Гурин держал в руках отцовскую кепку, а в душе его звучала, нарастая, песня:
Марш, марш впере-од.
Рабочий народ!..
ПОСЛЕДНЯЯ ВСТРЕЧАВМЕСТО ЭПИЛОГА
Недавно я снова оказался в родных краях. Было жаркое сухое лето. Если здесь даже в нормальные годы уже в июле трава хрустит под ногами, как яичная скорлупа, то теперь август и вовсе был похож на осень: на огороде все пожухло. Грядки с луком пожелтели, листья на клене мелки и обвислы, а тень под ними, как под рыболовной сетью. В саду под деревьями земля усыпана сморщенными недозрелыми сливами. Скворцы уже большими стаями шныряли по садам, склевывали случайно оставшиеся на верхушках деревьев спекшиеся вишни. Разморенные воробьи, распушив перья, дремали в дорожной пыли. Лишь изредка какой из них пошевеливался, вытягивая затекшую лапку или крыло.
Жарко. Все накалено, от всего пышет зноем — от стен, от черепицы, от земли. На Карпову крышу опустился голубь с раскрытым клювом и тут же юркнул в голубятню — в тень, в Прохладу.
У матери все двери настежь: погреб, сарай, летняя кухня — все раскрыто. Только в комнату из сеней дверь завешена одеялом. Ставни же, наоборот, еще с ночи не открывались, и от этого в комнатах стоит приятная прохлада.
У Карпа во дворе ни души, видать, жара всех поразогнала по прохладным закуткам. В конуре, положив на лапы мохнатую голову, спит сердитый песик Серко. Его Карпо принес домой из посадки — выследил там, гнездо какой-то одичавшей суки в лисьей норе и выкрал у нее щенков — одного себе оставил, а другого своему свату отдал. Я тогда укорял Карпо: зачем он это сделал? Пусть бы было, как было: гляди, и появились бы у нас длинношерстные маленькие серенькие зверьки — дикие собачки Серко. В ответ Карпо только усмехнулся и сказал: «Не… Их бы все одно кто-нибудь либо поймал, либо убил. Народу у нас тут дужа густо».

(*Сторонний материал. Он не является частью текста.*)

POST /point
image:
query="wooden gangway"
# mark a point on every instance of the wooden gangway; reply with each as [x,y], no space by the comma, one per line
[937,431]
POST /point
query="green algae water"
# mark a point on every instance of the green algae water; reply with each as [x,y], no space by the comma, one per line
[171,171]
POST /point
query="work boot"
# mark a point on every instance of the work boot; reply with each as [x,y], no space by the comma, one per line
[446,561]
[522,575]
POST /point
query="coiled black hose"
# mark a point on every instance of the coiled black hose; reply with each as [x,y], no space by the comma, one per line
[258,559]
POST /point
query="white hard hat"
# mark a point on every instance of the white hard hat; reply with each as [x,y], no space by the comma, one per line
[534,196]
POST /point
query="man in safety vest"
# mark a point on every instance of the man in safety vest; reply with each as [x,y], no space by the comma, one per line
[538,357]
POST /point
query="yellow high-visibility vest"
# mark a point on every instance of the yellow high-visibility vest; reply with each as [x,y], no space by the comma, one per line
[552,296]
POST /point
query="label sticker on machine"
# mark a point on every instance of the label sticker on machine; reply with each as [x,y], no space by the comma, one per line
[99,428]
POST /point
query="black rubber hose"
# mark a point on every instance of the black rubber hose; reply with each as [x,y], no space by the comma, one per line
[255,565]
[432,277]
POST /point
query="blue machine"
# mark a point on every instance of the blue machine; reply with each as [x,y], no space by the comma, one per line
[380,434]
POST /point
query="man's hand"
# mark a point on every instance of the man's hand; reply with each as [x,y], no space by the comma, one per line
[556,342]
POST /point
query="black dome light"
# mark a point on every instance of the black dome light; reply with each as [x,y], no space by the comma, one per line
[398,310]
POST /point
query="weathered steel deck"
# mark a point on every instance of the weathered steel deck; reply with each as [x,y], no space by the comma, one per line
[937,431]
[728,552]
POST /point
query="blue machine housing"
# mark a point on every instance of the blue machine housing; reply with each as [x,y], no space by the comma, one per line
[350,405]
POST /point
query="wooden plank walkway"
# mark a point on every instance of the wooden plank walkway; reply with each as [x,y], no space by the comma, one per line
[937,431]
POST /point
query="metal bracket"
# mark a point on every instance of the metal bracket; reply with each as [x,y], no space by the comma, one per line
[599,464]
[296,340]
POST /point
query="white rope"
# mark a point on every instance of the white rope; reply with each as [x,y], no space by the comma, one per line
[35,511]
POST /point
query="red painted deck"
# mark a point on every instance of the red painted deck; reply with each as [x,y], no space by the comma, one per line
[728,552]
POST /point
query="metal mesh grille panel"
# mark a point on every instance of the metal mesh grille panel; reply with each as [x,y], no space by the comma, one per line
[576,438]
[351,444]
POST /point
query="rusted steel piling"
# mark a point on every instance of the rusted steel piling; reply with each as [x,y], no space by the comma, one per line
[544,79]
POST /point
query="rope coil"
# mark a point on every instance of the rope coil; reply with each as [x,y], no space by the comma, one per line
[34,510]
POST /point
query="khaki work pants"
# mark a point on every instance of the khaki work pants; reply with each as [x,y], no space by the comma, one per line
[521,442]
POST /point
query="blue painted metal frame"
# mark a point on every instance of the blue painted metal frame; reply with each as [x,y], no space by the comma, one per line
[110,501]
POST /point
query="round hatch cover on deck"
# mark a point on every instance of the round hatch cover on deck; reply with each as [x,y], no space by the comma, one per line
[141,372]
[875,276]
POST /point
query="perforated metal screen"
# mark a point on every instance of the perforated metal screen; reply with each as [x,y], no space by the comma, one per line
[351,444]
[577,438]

Заслышав мои шаги, Серко продрал сквозь нависшие брови глаза, взглянул на меня и тут же сонно смежил их — то ли поленился встать и облаять, то ли признал во мне своего. Я прошел в сенцы — тут, как и у матери, двери на все четыре стороны настежь: в комнату, в чулан, в сарай. Везде гулял приятный сквознячок. Я невольно бросил взгляд в чулан — там было совершенно пусто и необычно чисто: стены побелены, пол подметен. Только в дальнем углу, где когда-то стоял куль с сухарями, на ряднине лежала куча яблок. Не поверив глазам своим, я сунул голову в дверь, обшарил все углы — куля не было. «Как же так? В другое место, наверно, перенесли, от чужих глаз подальше?» — подумал я и ступил в комнату.
Вдали, в горнице, мельтешил экраном небольшой телевизор. Включенный на полную мощность звук сотрясал комнаты выстрелами, взрывами и воинственными криками. Шла детская передача.

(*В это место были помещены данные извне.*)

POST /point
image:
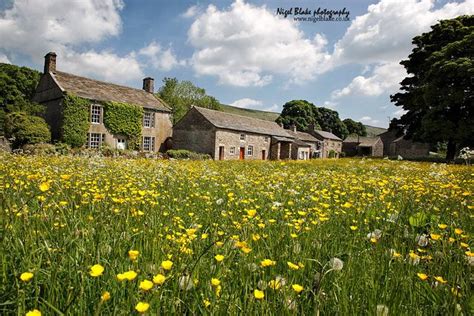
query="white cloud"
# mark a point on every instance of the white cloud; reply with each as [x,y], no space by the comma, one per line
[382,37]
[110,66]
[368,120]
[62,26]
[385,32]
[384,77]
[191,12]
[246,103]
[247,45]
[4,59]
[162,59]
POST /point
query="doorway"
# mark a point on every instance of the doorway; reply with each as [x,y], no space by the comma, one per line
[221,152]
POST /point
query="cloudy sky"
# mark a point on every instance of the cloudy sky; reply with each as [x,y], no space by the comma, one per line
[241,52]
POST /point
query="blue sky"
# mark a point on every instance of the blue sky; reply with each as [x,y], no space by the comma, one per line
[241,52]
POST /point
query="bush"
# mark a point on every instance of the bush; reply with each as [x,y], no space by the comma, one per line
[186,154]
[26,129]
[41,149]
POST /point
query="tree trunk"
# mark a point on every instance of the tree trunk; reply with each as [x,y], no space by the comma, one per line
[451,151]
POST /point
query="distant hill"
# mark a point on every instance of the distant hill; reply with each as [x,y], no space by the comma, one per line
[272,116]
[373,131]
[263,115]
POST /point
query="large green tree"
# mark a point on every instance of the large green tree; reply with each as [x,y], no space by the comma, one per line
[437,94]
[354,127]
[300,113]
[17,86]
[181,95]
[329,121]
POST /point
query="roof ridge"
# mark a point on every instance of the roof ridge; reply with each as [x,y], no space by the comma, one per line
[233,114]
[101,81]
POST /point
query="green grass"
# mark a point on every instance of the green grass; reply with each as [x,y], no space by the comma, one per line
[94,211]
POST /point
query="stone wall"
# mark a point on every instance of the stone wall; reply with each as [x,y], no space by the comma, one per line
[193,132]
[229,139]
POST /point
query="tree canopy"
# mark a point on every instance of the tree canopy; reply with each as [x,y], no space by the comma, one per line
[181,95]
[354,127]
[437,94]
[300,113]
[303,113]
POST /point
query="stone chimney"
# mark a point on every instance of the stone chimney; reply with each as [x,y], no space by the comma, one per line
[50,62]
[149,85]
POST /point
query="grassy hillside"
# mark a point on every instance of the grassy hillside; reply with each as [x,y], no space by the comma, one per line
[374,131]
[263,115]
[272,116]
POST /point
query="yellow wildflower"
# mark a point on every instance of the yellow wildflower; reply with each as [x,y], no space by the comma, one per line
[292,266]
[26,276]
[422,276]
[167,264]
[133,254]
[159,279]
[142,307]
[105,296]
[96,270]
[297,288]
[146,285]
[259,295]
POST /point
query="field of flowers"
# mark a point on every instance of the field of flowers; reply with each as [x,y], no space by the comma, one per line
[350,237]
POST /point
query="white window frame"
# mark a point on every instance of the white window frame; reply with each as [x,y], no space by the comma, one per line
[148,143]
[95,114]
[148,119]
[95,140]
[250,150]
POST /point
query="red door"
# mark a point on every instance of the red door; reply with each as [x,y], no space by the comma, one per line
[221,152]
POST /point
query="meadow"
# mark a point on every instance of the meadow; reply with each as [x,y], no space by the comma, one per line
[103,236]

Я прошел к горнице и там увидел крестного — он сидел на диване и увлеченно следил за событиями на экране. Побрит, в голубой в полоску рубахе, в белых шерстяных носках без ботинок, Карпо был спокоен и по-домашнему уютен. Чтобы привлечь его внимание, я легонько постучал о притолоку. Он нехотя оторвался от телевизора, обернулся на стук:
— А, это ты… — И тут же снова уставился в телевизор.
Только через какое-то время, что-то сообразив, он оглянулся, и то лишь на мгновение, улыбнулся и, не вставая, протянул руку. Я подошел, поздоровался.

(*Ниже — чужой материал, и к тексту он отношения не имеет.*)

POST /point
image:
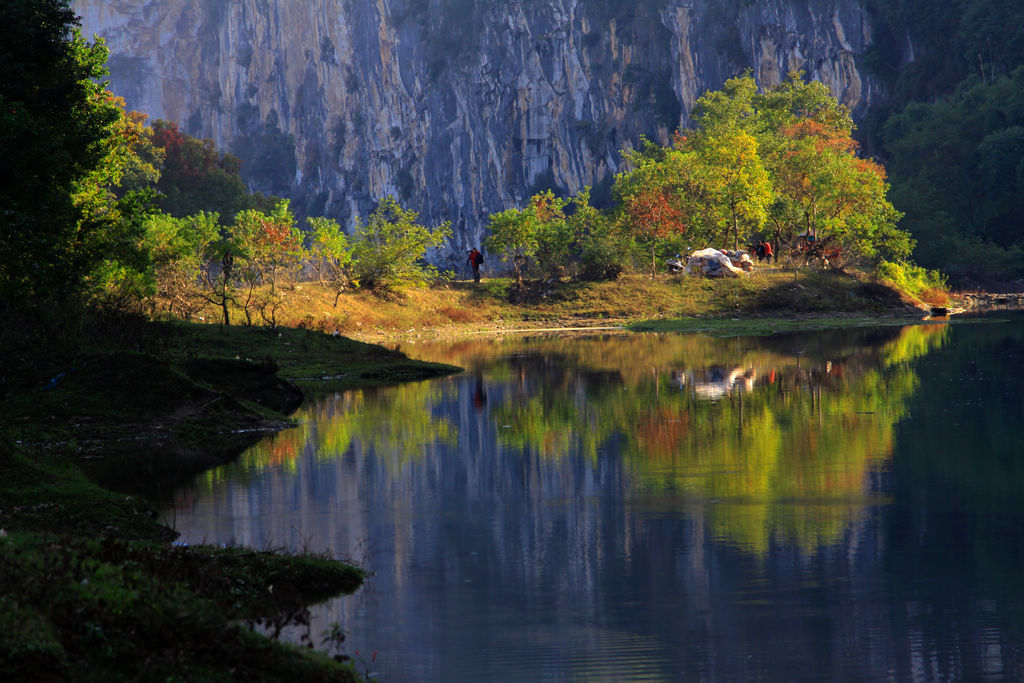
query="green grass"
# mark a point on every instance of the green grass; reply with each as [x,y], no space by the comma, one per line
[98,424]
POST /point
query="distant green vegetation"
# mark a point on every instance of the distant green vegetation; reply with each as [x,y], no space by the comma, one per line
[952,130]
[778,165]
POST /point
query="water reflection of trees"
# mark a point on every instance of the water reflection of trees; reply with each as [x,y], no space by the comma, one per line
[743,424]
[756,428]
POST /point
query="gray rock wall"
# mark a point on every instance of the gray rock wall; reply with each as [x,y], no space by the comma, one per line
[458,108]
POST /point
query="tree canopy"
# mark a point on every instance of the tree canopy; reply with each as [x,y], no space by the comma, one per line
[58,130]
[780,163]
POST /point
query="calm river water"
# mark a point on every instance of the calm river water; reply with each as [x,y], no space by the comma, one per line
[844,505]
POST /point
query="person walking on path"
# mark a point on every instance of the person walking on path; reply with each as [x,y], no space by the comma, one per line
[475,261]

— Приехал? — спросил он как-то машинально, все еще следя за телевизором.
Прошло немало долгих неловких минут, пока он снова заговорил со мной:
— Когда ж ты приехал?
— Сегодня… Ну и жара у вас тут!..
— Да, лето ненормальное…
Однако разговор явно не клеился. Я уже начал заводиться, досадовал, что помешал ему, и хотел уйти, когда он наконец встал, убавил звук и пригласил меня сесть рядом с ним на диване. Но и теперь он нет-нет да и отвлекался на телевизор, прислушивался к нему, и я подумал, что лучше бы он не убавлял звук.
Так продолжалось до тех пор, пока не пришла крестная. Увидев меня она заулыбалась радостно, расставила руки, подошла, поцеловала.
— Сынка приехал!.. А наш рядом, в Краматорске, и уже два года носа не кажет — все некогда… — Глаза ее наполнились слезами.